Team options: Edler will certainly be seeking a healthy increase on his current salary, an increase that would make him the team's highest-paid D-man over a significant term. The Canucks have to decide whether Edler has the remaining up-side to justify such an investment. He's a tantalizing package of size, power and skill, but can he bring it consistently?
-- His career-best points total (11-38-49) was tied (with Shea Weber) for sixth amongst NHL defencemen.
-- He was also tied at sixth with Weber for power-play points (22).
-- He was fourth in the league in shots by a defenceman (228).
-- He led the Canucks in blocked shots (145).
Read more: http://www.theprovin...l#ixzz26BtOlfFB"
If Alex Edler can play to or near his potential every game vs. disappearing in some games, there is real hope for the Canucks defense to take the next step into being one of the leagues best.
Neither Ehrhoff or Salo were the shutdown, physical defensman that Vancouver needed. Sami Salo was a great Canuck, no doubt, as his contributions in the offensive zone were essential to playoff success for the Canucks. His two goals in less than two minutes against San Jose are the stuff of legend. However, Sami never quite cut it as a physical defensman (except if your Brad Marchand who felt Sami to be a threat to his life.....what a rat). Garrison brings a much needed physicality to the blueline.
He just had too much pressure on him.
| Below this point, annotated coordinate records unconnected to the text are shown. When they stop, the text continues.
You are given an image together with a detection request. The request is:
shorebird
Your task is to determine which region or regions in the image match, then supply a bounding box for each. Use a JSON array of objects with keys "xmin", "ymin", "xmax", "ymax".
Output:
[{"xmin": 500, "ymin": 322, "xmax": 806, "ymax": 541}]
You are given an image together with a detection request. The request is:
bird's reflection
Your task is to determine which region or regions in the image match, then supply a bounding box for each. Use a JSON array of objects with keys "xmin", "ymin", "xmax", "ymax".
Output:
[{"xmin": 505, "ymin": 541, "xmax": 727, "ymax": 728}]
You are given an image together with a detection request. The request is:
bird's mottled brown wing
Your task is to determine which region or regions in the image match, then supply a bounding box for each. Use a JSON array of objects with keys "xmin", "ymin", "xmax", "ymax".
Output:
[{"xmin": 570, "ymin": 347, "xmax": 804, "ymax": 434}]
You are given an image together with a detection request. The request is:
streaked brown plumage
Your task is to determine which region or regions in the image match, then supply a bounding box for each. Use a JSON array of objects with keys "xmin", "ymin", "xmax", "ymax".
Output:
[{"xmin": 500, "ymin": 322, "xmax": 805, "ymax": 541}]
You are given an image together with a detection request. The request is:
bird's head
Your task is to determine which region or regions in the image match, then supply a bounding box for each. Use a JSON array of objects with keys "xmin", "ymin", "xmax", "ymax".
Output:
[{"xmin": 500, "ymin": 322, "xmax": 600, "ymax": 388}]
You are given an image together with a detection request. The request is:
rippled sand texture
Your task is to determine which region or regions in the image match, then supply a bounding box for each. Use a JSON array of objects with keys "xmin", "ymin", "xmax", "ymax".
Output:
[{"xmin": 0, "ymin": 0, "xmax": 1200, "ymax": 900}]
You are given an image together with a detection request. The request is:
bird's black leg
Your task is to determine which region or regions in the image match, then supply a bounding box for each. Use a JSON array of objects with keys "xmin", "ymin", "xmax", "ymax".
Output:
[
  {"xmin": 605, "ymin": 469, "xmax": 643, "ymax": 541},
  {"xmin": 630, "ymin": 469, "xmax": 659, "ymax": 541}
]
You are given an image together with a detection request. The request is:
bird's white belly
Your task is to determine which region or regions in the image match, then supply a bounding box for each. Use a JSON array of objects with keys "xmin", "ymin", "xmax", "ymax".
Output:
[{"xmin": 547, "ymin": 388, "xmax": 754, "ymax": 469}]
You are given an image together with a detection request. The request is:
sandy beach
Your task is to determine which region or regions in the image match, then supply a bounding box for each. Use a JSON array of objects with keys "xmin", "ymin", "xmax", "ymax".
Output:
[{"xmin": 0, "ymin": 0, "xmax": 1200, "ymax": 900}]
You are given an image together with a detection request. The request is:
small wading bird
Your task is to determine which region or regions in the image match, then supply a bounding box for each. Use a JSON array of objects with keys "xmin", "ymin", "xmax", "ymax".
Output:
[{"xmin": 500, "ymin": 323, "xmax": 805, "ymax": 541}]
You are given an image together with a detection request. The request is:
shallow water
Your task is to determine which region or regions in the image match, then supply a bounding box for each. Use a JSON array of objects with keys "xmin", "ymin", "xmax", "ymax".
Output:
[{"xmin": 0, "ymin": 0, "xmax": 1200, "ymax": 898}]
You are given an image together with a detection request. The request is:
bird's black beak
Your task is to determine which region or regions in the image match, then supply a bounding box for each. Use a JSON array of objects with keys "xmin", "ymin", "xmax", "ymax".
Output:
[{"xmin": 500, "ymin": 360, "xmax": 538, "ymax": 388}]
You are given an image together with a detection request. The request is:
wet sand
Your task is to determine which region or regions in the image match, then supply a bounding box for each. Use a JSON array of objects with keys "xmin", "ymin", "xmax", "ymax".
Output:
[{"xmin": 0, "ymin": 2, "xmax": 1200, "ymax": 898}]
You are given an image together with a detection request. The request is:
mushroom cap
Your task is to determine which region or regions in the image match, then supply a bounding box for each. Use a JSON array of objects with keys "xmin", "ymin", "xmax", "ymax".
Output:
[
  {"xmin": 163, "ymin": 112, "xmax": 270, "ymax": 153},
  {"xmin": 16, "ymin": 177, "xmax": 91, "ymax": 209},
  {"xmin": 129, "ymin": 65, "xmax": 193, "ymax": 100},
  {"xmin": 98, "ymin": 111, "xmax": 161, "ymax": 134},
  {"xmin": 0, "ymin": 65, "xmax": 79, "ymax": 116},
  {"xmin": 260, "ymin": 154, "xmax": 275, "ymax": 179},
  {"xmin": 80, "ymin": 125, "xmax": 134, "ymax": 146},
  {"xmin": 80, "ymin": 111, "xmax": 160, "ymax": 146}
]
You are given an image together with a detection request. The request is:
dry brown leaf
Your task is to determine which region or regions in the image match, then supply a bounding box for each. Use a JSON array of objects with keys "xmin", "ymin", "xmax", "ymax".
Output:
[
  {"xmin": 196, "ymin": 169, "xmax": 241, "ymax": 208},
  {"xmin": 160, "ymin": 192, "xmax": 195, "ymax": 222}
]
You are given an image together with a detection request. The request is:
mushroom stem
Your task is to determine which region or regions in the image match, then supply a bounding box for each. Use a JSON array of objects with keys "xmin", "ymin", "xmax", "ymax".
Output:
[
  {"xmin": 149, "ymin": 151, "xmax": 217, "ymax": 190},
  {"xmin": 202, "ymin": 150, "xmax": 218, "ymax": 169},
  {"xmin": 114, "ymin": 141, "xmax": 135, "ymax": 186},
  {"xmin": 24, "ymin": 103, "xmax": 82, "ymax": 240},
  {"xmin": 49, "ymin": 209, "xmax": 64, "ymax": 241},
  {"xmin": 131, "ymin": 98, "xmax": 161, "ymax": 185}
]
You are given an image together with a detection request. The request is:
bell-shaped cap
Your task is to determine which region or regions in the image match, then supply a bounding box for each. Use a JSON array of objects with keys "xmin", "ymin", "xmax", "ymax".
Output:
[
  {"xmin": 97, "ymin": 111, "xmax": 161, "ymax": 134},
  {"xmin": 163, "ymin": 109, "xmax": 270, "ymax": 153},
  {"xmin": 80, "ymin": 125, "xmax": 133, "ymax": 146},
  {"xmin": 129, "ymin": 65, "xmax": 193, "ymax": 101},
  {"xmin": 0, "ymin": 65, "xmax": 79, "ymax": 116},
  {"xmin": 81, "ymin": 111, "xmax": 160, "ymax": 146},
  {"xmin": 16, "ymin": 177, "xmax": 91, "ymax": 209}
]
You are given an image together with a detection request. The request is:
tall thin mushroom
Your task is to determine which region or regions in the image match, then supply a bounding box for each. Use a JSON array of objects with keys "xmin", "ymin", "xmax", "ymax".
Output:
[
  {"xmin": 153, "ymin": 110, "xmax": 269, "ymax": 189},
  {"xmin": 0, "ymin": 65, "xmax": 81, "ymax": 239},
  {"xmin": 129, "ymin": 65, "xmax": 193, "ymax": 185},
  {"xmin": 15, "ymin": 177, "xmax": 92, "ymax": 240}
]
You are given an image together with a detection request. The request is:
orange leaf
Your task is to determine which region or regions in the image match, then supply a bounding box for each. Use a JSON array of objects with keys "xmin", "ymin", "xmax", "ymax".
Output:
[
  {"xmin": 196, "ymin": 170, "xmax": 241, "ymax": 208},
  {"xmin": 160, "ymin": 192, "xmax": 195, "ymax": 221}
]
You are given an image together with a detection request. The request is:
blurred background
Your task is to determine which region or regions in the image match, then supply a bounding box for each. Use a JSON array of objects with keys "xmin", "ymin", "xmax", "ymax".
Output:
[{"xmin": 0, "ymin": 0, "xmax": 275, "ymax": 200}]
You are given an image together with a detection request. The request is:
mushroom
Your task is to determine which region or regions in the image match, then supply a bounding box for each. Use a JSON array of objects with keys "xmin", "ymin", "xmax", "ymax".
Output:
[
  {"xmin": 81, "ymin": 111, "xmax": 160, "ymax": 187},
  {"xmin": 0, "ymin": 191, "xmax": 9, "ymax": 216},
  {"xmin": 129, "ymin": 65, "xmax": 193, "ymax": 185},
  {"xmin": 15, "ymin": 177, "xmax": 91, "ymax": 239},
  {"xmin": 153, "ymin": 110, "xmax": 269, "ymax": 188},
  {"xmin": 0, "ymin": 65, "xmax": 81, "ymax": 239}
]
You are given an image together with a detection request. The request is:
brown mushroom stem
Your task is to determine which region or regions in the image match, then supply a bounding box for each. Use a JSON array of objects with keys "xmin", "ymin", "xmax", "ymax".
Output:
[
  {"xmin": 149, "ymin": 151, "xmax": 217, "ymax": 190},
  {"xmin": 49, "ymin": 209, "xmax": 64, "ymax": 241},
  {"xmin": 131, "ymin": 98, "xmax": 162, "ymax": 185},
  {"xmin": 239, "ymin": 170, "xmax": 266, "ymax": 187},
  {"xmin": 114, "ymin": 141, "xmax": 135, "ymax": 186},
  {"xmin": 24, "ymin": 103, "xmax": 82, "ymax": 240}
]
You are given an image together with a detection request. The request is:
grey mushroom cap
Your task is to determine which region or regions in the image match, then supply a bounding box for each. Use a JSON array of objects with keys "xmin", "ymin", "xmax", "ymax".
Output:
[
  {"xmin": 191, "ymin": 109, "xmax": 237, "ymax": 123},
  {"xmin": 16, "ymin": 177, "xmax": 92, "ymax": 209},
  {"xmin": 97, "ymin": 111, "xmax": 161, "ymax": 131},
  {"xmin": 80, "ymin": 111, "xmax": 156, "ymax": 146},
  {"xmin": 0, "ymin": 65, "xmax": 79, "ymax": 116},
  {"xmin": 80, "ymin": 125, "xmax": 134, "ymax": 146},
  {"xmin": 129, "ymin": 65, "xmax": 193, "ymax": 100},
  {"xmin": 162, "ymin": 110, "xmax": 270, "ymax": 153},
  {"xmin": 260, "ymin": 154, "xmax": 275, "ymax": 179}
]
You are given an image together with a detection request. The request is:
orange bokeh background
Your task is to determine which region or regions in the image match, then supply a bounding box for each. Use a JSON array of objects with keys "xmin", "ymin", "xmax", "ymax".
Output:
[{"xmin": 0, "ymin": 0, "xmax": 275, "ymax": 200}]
During the playoffs in 2011, Ehrhoff and Salo were both really healthy, reducing the pressure of the big three..Hamhuis, Bieksa, and Edler.
Having a consistent partner like Garrison is gonna do wonders.
Also, if Tanev emerges to be a top four calibre defensemen, we'll be in real good shape. He was getting 20+ minutes in that last little stretch and the canucks were doing real well.
The Lockout should help Tanev. It ll give him some more time to develop and perhaps round out his game in the minors.